Un jour il demeura un peu en arrière avec Remy, et renouvela sur lui ses tentatives de séduction, que Remy repoussa, comme d'habitude.

– Enfin, dit Aurilly, il faudra cependant bien qu'un jour ou l'autre je voie ta maîtresse.

– Sans doute, dit Remy, mais ce sera au jour qu'elle voudra, et non au jour que vous voudrez.

– Cependant si j'employais la force? dit Aurilly.

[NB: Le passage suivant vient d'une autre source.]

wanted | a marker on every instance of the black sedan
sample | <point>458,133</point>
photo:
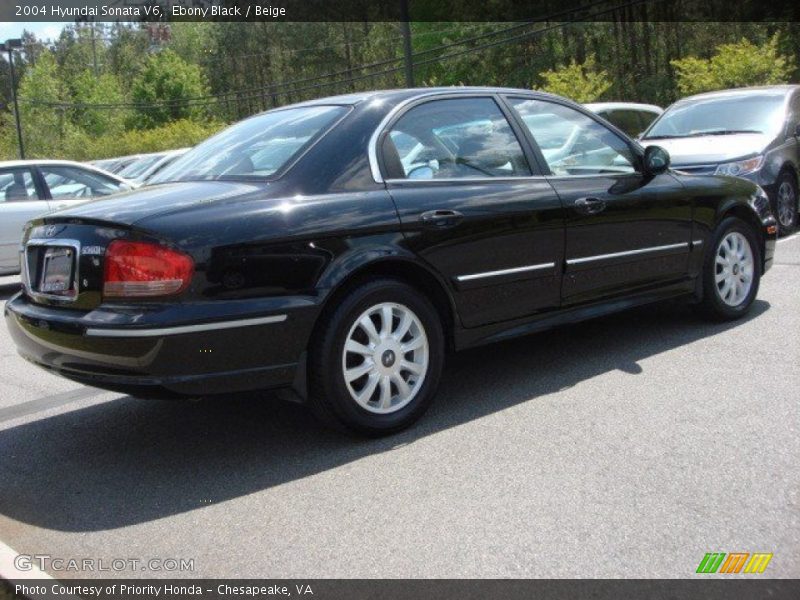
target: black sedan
<point>339,248</point>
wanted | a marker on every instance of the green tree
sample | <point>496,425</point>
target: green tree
<point>165,88</point>
<point>580,81</point>
<point>44,123</point>
<point>102,90</point>
<point>734,65</point>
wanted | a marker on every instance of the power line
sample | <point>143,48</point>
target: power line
<point>280,89</point>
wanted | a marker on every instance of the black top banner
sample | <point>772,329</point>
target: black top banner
<point>399,10</point>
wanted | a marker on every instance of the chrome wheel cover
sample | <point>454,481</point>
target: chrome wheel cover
<point>733,269</point>
<point>385,358</point>
<point>787,204</point>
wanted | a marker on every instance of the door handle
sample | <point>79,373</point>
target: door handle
<point>441,218</point>
<point>590,206</point>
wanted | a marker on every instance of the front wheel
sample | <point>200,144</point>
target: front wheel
<point>376,362</point>
<point>731,271</point>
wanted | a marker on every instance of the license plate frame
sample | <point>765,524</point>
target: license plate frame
<point>58,272</point>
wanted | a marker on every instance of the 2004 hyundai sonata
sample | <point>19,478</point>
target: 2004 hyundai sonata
<point>340,247</point>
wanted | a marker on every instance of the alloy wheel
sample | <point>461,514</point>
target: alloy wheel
<point>385,358</point>
<point>734,266</point>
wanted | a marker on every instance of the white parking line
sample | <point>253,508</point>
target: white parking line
<point>9,569</point>
<point>47,402</point>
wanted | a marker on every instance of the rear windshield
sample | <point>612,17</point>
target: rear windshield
<point>253,149</point>
<point>762,113</point>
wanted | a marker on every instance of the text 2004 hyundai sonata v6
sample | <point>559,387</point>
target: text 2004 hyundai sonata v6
<point>340,247</point>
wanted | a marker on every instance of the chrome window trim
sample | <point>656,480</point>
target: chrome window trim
<point>513,178</point>
<point>26,275</point>
<point>161,331</point>
<point>586,259</point>
<point>524,269</point>
<point>502,179</point>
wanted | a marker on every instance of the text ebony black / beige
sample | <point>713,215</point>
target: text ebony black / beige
<point>339,248</point>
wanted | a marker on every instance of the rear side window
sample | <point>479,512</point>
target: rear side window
<point>572,143</point>
<point>453,138</point>
<point>16,185</point>
<point>72,182</point>
<point>253,149</point>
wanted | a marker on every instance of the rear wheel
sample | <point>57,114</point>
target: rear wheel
<point>731,271</point>
<point>786,202</point>
<point>376,362</point>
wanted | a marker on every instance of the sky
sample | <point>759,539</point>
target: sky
<point>42,30</point>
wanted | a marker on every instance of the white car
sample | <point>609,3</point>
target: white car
<point>30,188</point>
<point>147,165</point>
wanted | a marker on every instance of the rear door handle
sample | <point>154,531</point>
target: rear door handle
<point>441,218</point>
<point>590,206</point>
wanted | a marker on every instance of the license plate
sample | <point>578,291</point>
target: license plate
<point>57,270</point>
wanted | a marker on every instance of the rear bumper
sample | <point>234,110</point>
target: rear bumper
<point>145,352</point>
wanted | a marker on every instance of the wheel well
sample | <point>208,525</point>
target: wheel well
<point>406,271</point>
<point>745,214</point>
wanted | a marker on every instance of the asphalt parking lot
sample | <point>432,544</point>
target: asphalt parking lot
<point>624,447</point>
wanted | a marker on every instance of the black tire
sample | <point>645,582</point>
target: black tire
<point>713,305</point>
<point>329,396</point>
<point>784,204</point>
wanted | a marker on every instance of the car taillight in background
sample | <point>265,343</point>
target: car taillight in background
<point>141,269</point>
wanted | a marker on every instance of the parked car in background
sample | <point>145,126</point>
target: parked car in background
<point>142,170</point>
<point>748,132</point>
<point>30,188</point>
<point>115,165</point>
<point>631,117</point>
<point>301,249</point>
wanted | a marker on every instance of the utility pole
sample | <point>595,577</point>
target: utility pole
<point>94,48</point>
<point>9,47</point>
<point>407,50</point>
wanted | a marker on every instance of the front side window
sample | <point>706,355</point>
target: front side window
<point>254,149</point>
<point>16,185</point>
<point>630,121</point>
<point>453,138</point>
<point>573,143</point>
<point>72,182</point>
<point>721,115</point>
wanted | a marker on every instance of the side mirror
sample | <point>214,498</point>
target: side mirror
<point>656,160</point>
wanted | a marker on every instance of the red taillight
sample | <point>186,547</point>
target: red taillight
<point>137,269</point>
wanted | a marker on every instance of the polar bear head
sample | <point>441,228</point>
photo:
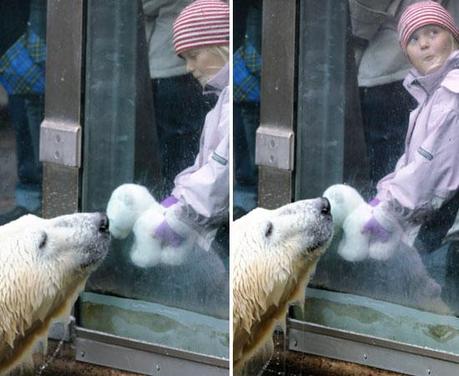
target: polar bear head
<point>44,264</point>
<point>273,255</point>
<point>125,206</point>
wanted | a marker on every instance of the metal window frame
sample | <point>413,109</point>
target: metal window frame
<point>142,357</point>
<point>370,351</point>
<point>61,153</point>
<point>275,137</point>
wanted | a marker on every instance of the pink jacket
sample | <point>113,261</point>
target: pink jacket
<point>427,174</point>
<point>203,188</point>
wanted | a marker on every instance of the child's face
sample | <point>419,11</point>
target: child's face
<point>429,47</point>
<point>202,64</point>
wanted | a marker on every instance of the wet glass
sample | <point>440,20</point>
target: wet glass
<point>411,296</point>
<point>128,140</point>
<point>246,102</point>
<point>22,44</point>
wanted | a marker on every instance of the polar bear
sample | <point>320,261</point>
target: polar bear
<point>350,212</point>
<point>44,264</point>
<point>132,208</point>
<point>273,254</point>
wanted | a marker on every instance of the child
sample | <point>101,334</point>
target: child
<point>200,196</point>
<point>426,176</point>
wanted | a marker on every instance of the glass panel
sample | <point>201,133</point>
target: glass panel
<point>22,44</point>
<point>246,102</point>
<point>410,294</point>
<point>127,141</point>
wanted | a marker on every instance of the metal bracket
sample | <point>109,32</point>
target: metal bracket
<point>275,147</point>
<point>60,143</point>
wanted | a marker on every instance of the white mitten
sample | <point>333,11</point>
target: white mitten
<point>125,206</point>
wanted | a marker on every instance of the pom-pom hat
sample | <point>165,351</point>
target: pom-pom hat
<point>422,14</point>
<point>203,23</point>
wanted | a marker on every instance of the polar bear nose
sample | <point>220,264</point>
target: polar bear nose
<point>325,206</point>
<point>103,223</point>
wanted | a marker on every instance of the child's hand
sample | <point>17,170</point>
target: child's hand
<point>377,232</point>
<point>167,236</point>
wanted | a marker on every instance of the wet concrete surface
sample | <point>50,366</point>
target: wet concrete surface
<point>290,363</point>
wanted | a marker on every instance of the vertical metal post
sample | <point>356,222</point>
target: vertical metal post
<point>330,144</point>
<point>275,136</point>
<point>60,135</point>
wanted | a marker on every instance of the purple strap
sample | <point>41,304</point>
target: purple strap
<point>167,235</point>
<point>374,202</point>
<point>169,201</point>
<point>374,228</point>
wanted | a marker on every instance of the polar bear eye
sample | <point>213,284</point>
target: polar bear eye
<point>268,229</point>
<point>43,240</point>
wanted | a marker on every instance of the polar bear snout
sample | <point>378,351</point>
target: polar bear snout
<point>324,206</point>
<point>104,223</point>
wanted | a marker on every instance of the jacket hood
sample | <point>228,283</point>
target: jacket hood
<point>421,86</point>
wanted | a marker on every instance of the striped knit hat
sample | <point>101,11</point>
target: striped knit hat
<point>202,23</point>
<point>422,14</point>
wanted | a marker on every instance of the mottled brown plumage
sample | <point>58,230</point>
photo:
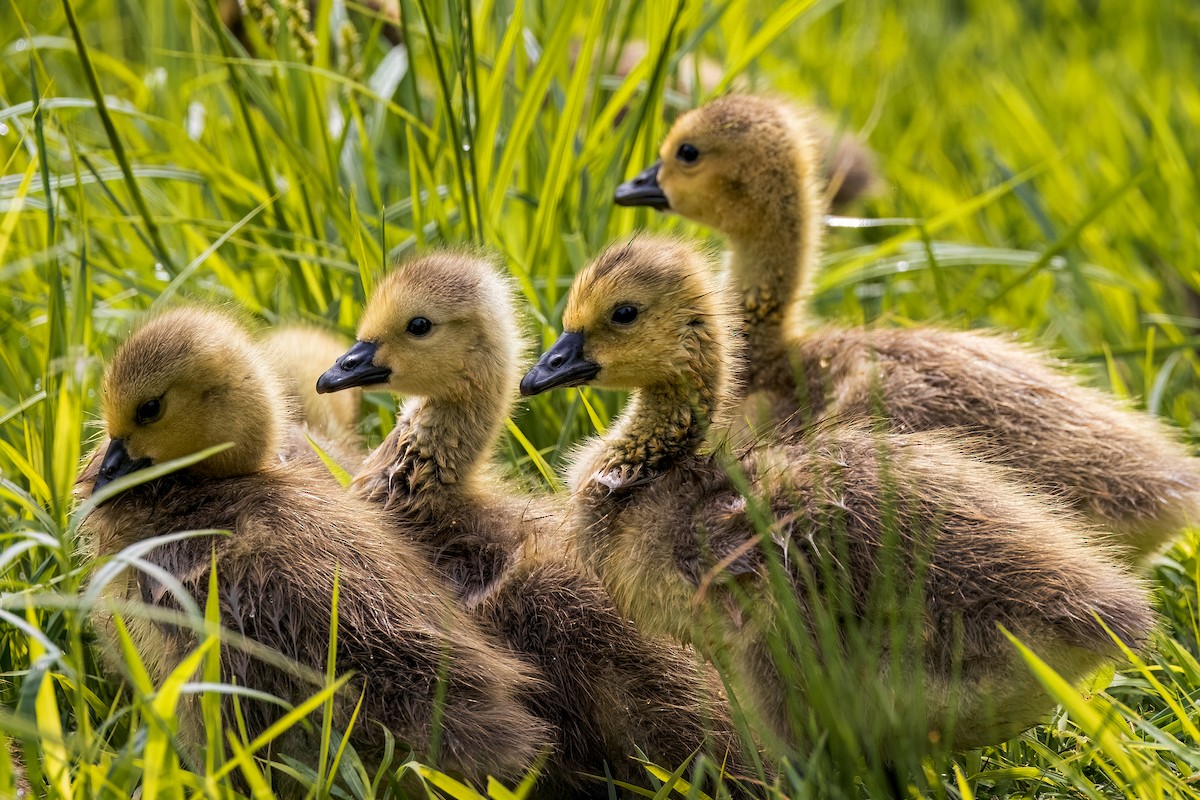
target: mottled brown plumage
<point>755,176</point>
<point>660,518</point>
<point>190,379</point>
<point>611,689</point>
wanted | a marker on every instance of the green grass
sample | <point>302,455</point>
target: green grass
<point>1044,151</point>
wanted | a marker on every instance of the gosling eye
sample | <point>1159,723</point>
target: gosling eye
<point>419,326</point>
<point>624,314</point>
<point>688,154</point>
<point>149,411</point>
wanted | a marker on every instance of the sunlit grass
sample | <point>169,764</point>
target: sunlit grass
<point>1045,150</point>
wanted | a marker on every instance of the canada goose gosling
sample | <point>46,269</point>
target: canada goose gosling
<point>745,166</point>
<point>190,379</point>
<point>655,511</point>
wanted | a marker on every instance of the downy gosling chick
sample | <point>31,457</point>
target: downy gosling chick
<point>659,516</point>
<point>748,167</point>
<point>190,379</point>
<point>442,331</point>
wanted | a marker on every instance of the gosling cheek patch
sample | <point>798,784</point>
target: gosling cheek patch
<point>355,368</point>
<point>643,190</point>
<point>563,365</point>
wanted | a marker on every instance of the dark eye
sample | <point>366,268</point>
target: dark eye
<point>149,411</point>
<point>688,154</point>
<point>624,314</point>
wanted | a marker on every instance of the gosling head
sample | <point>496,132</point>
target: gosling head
<point>441,326</point>
<point>636,317</point>
<point>730,164</point>
<point>187,380</point>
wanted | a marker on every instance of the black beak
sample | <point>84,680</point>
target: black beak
<point>117,463</point>
<point>643,190</point>
<point>563,365</point>
<point>354,368</point>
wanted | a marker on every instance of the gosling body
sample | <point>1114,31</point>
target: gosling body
<point>669,521</point>
<point>442,330</point>
<point>749,168</point>
<point>191,379</point>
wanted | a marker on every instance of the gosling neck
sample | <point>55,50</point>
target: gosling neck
<point>667,422</point>
<point>437,446</point>
<point>773,262</point>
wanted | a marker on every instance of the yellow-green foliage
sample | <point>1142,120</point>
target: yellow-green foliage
<point>1038,175</point>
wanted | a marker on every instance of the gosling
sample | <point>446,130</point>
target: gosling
<point>191,379</point>
<point>658,515</point>
<point>442,330</point>
<point>748,167</point>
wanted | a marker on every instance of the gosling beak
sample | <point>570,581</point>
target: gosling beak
<point>643,190</point>
<point>117,464</point>
<point>563,365</point>
<point>354,368</point>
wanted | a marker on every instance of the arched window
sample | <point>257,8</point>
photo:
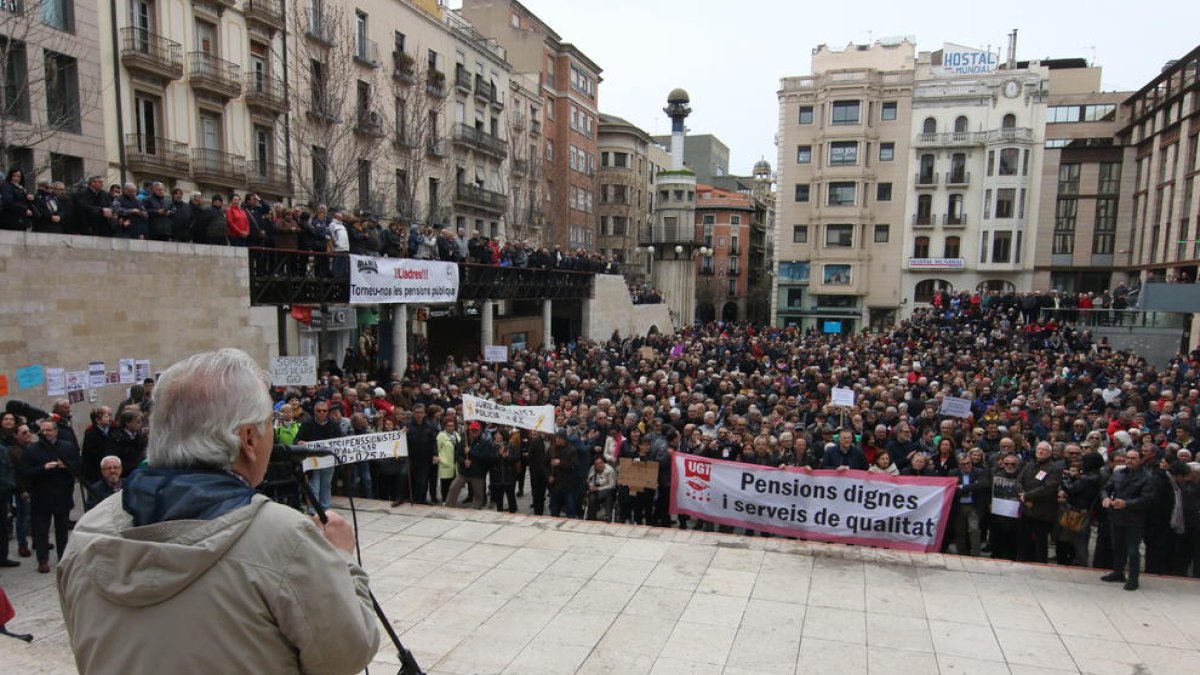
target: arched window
<point>925,290</point>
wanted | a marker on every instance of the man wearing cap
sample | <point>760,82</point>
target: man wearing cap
<point>473,458</point>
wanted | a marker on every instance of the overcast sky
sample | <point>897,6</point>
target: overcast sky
<point>730,54</point>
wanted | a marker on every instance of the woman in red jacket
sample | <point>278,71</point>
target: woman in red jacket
<point>237,222</point>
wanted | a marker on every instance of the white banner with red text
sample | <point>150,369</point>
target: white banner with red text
<point>851,507</point>
<point>535,418</point>
<point>402,280</point>
<point>349,449</point>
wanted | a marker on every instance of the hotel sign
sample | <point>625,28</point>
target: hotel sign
<point>936,263</point>
<point>966,60</point>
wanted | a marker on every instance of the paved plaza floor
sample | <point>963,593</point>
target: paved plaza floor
<point>479,592</point>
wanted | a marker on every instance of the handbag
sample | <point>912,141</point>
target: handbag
<point>1073,519</point>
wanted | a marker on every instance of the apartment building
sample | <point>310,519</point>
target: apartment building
<point>1084,215</point>
<point>976,167</point>
<point>1163,132</point>
<point>844,142</point>
<point>627,186</point>
<point>195,94</point>
<point>569,84</point>
<point>51,126</point>
<point>528,199</point>
<point>727,223</point>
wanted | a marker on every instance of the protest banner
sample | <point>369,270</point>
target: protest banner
<point>850,507</point>
<point>844,396</point>
<point>402,280</point>
<point>349,449</point>
<point>637,476</point>
<point>537,418</point>
<point>955,407</point>
<point>294,371</point>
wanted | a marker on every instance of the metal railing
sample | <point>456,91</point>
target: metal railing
<point>209,72</point>
<point>156,155</point>
<point>480,139</point>
<point>151,53</point>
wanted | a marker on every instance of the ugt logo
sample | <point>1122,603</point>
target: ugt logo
<point>696,477</point>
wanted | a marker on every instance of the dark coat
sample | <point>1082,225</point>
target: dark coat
<point>1039,482</point>
<point>51,490</point>
<point>1137,488</point>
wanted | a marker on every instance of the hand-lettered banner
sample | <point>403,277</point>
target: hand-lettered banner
<point>402,280</point>
<point>349,449</point>
<point>851,507</point>
<point>537,418</point>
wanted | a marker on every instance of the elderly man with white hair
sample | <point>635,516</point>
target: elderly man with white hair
<point>190,569</point>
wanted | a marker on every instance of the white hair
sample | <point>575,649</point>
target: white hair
<point>201,404</point>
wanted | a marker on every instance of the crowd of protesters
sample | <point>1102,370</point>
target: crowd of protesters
<point>151,213</point>
<point>1096,446</point>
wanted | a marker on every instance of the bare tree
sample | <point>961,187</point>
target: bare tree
<point>423,151</point>
<point>523,183</point>
<point>42,94</point>
<point>340,126</point>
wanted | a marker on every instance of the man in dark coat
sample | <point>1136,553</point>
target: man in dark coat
<point>1127,497</point>
<point>423,452</point>
<point>47,465</point>
<point>93,213</point>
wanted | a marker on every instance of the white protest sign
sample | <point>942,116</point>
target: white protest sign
<point>955,407</point>
<point>851,507</point>
<point>402,280</point>
<point>537,418</point>
<point>349,449</point>
<point>96,377</point>
<point>844,396</point>
<point>294,371</point>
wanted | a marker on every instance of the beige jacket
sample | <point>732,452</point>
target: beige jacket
<point>257,590</point>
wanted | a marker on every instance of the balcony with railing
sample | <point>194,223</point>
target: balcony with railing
<point>369,123</point>
<point>321,28</point>
<point>403,67</point>
<point>267,12</point>
<point>1011,135</point>
<point>366,52</point>
<point>925,179</point>
<point>156,156</point>
<point>267,177</point>
<point>151,54</point>
<point>462,78</point>
<point>215,167</point>
<point>216,76</point>
<point>475,197</point>
<point>958,178</point>
<point>952,138</point>
<point>265,93</point>
<point>436,83</point>
<point>479,139</point>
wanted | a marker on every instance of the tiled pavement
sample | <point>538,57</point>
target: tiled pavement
<point>478,592</point>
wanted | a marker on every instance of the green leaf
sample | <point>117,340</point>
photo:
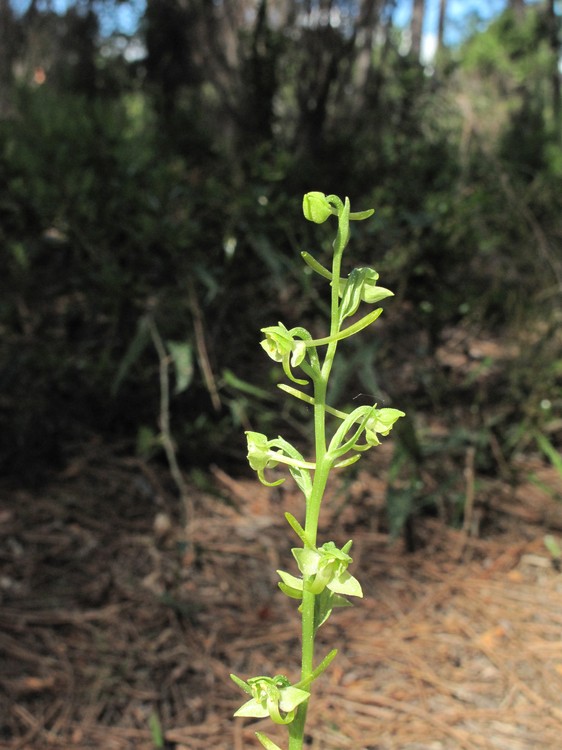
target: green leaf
<point>252,709</point>
<point>182,357</point>
<point>360,215</point>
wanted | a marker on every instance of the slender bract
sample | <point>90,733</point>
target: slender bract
<point>323,581</point>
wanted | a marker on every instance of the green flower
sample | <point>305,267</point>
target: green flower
<point>271,696</point>
<point>281,346</point>
<point>316,207</point>
<point>260,456</point>
<point>323,567</point>
<point>381,423</point>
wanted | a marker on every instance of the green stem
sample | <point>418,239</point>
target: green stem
<point>321,474</point>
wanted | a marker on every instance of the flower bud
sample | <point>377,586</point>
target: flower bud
<point>316,207</point>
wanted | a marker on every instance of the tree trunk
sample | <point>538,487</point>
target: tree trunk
<point>554,37</point>
<point>518,6</point>
<point>7,31</point>
<point>441,25</point>
<point>416,27</point>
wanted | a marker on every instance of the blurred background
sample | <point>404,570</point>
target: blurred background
<point>153,158</point>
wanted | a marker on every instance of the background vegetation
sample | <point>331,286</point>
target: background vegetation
<point>151,181</point>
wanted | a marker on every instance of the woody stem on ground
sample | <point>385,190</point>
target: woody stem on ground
<point>168,444</point>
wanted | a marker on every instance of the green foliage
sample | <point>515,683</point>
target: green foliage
<point>164,187</point>
<point>340,438</point>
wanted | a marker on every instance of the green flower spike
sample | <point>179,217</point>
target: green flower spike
<point>281,346</point>
<point>325,567</point>
<point>271,696</point>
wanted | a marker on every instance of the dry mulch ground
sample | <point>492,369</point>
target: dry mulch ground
<point>111,622</point>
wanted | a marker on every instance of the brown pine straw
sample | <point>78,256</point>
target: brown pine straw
<point>105,620</point>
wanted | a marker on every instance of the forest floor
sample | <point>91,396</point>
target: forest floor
<point>114,624</point>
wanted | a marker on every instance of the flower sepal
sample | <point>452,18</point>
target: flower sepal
<point>271,696</point>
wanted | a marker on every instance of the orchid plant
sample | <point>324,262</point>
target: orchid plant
<point>340,438</point>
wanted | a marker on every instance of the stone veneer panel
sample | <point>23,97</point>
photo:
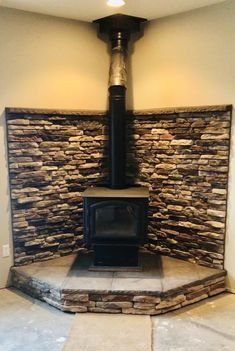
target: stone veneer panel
<point>181,154</point>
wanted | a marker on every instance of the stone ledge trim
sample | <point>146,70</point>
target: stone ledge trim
<point>153,111</point>
<point>111,302</point>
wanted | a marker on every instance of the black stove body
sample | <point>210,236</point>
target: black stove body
<point>115,217</point>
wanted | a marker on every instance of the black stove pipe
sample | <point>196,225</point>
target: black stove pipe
<point>119,29</point>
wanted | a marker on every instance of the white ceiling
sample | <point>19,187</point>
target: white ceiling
<point>88,10</point>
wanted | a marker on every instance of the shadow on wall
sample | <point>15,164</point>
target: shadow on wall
<point>5,209</point>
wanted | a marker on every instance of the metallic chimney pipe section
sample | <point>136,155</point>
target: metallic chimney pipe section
<point>119,29</point>
<point>118,70</point>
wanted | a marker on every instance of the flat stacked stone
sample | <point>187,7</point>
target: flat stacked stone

Un éclair qu'il ne put retenir jaillit des yeux de Remy.

– Essayez! dit-il.

Aurilly vit l'éclair, il comprit ce qui vivait d'énergie dans celui qu'il prenait pour un vieillard.

Il se mit à rire.

– Que je suis fou! dit-il, et que m'importe qui elle est? C'est bien la même, n'est-ce pas, que M. le duc d'Anjou a vue?

– Certes!

– Et qu'il m'a dit de lui amener à Château-Thierry?

– Oui.

– Eh bien, c'est tout ce qu'il me faut; ce n'es pas moi qui suis amoureux d'elle, c'est monseigneur, et pourvu que vous ne cherchiez pas à fuir, à m'échapper…

– En avons-nous l'air? dit Remy.

– Non.

– Nous en avons si peu l'air, et c'est si peu notre intention, que, n'y fussiez-vous pas, nous continuerions notre route pour Château-Thierry; si le duc désire nous voir, nous désirons le voir aussi, nous.

– Alors, dit Aurilly, cela tombe à merveille.

Puis, comme s'il eût voulu s'assurer du désir réel qu'avaient Remy et sa compagne de ne pas changer de chemin:

– Votre maîtresse veut-elle s'arrêter ici quelques instants? dit-il.

Et il montrait une espèce d'hôtellerie sur la route.

– Vous savez, lui dit Remy, que ma maîtresse ne s'arrête que dans les villes.

– Je l'avais vu, dit Aurilly, mais je ne l'avais pas remarqué.

– C'est ainsi.

– Eh bien, moi qui n'ai pas fait de vœu, je m'arrête un instant; continuez votre route, je vous rejoins.

Et Aurilly indiqua le chemin à Remy, descendit de cheval et s'approcha de l'hôte, qui vint au devant de lui avec de grands respects et comme s'il le connaissait.

Remy rejoignit Diane.

– Que vous disait-il? demanda la jeune femme.

– Il exprimait son désir ordinaire.

– Celui de me voir?

– Oui.

Diane sourit sous son masque.

– Prenez garde, dit Remy, il est furieux.

– Il ne me verra pas. Je ne le veux pas, et c'est te dire qu'il n'y pourra rien.

– Mais une fois que vous serez à Château-Thierry, ne faudra-t-il point qu'il vous voie à visage découvert?

– Qu'importe, si la découverte arrive trop tard pour eux? D'ailleurs le maître ne m'a point reconnue.

– Oui, mais le valet vous reconnaîtra.

– Tu vois que jusqu'à présent ni ma voix ni ma démarche ne l'ont frappé.

– N'importe, madame, dit Remy, tous ces mystères qui existent depuis huit jours pour Aurilly, n'avaient point existé pour le prince, ils n'avaient point excité sa curiosité, point éveillé ses souvenirs, au lieu que, depuis huit jours, Aurilly cherche, calcule, suppute; votre vue frappera une mémoire éveillée sur tous les points, il vous reconnaîtra s'il ne vous a pas reconnue.